会長視点。 | ナノ
ポタポタと雫が床へと落ちている。
茶色に色付いたそれは、一見すると「何が起きたのか」と思わずにはいられない光景だった。
その雫から視線を上に逸らすと、そこには明るい金色と黒の髪がまだらになった桜川がいる。
あまりの驚きに、一瞬己の目を疑った。
びしょびしょに泣き腫らした顔に、目は赤く充血していて見る者の心を抉る。
「…これを使ってください。風邪を引いてしまいますよ」
心の中でさまざまなことを考えた挙句、口から絞り出すことが出来たのは何ともありきたりな言葉だった。
雨に濡れたから風邪を引く、そんなことはどう考えても当たり前のことで、どうして私は桜川に対してもっと優しいことばをかけてあげられなかったのかと、自分が発した言葉に後悔する。

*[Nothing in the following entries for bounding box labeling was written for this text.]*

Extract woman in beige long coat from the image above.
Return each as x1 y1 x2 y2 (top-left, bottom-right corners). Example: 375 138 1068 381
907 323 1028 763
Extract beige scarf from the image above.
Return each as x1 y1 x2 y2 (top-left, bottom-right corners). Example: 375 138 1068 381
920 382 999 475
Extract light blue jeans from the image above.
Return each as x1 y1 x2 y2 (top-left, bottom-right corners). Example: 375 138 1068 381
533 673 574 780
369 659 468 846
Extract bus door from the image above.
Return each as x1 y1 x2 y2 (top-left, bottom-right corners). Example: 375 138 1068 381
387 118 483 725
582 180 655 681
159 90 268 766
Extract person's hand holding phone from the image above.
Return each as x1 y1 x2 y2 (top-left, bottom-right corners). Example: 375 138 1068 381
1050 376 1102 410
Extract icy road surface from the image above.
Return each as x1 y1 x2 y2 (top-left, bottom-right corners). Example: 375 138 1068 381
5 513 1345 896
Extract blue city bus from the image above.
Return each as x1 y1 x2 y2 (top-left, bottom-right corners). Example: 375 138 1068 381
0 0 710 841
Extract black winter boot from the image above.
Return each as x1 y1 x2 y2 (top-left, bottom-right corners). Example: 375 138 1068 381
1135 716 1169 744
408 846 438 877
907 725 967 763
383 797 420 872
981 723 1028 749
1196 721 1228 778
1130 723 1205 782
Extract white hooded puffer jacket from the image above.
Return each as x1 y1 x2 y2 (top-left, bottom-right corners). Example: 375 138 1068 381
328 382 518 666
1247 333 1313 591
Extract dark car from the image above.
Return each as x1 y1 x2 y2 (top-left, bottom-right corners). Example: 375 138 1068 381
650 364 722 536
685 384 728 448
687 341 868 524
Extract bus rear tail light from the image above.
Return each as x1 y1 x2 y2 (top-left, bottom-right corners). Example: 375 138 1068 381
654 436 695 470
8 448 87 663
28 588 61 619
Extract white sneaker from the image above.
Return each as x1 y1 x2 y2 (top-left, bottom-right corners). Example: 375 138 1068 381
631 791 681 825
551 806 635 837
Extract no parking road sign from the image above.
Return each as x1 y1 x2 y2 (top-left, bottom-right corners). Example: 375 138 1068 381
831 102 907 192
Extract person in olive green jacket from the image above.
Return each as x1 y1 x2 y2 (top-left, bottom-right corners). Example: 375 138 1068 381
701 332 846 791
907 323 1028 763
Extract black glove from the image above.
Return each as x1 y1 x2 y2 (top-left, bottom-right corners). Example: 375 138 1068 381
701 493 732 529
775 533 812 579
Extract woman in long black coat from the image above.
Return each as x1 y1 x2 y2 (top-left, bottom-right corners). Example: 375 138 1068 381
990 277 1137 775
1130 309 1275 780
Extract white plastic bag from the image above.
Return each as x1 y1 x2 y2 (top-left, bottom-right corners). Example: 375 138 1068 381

彼は雪のように白い手を私が差し出したハンカチへと伸ばしながら、「…汚れちゃいますよ」と小さく言った。
「…そんなことは気にしなくていいですから」
なんて綺麗な声なのだろう、と思った。
少し掠れた声は、いつもの彼からは考えられないほど落ち着いていて、美声の一言では表現できない深みを含んでいた。
そしてその中には、確実に物悲しさも含まれていた。
「……ありがとうございます」
震える手でハンカチを手に取った彼は、憂いを帯びた顔つきを浮かべながら丁寧に濡れてしまった体を拭き始める。
静かに流れていく時が、「本当に時間は存在しているのだろうか?」という疑問さえも浮かび上がらせる。
それ程に、あまりにも静寂に包まれていて、息をするのも忘れてしまう空間に私はいた。
彼が髪を拭いていく度に、見慣れた姿ではない“彼”が姿を現す。
能ある鷹は爪を隠す、と言うけれどまさしくそれを目にしているような。
この世のものとは思えない程に艶やかな姿が現れたことが、それを物語っていた。
白いハンカチが茶色に染まりゆく頃には、彼は最早別人だった。
艶のある漆黒の髪に、物悲しそうな表情を浮かべる彼は「…会長には、ばれたくなかったんですけど」と言葉を漏らす。
脳裏の中の記憶がもしかして、という一筋の疑問を私に語りかける。
以前に理事長室で目にした、あの写真。
特待生入学の書類に張り付けられていた、たった一枚の小さな写真を一瞬だけ目にしてしまった。
理事長は私がそれに釘付けになっているのを見るなり、焦ったようにその書類を隠してしまい、私もそのことに関して触れるのを躊躇ってしまった。
夜空に星屑が散りばめられたかのような瞳。
何よりも、彼の美しさに目を奪われた。
中性的、と表現するのが正しいのかは分からないけれど、とにかく彼の美しさは浮き立っていた。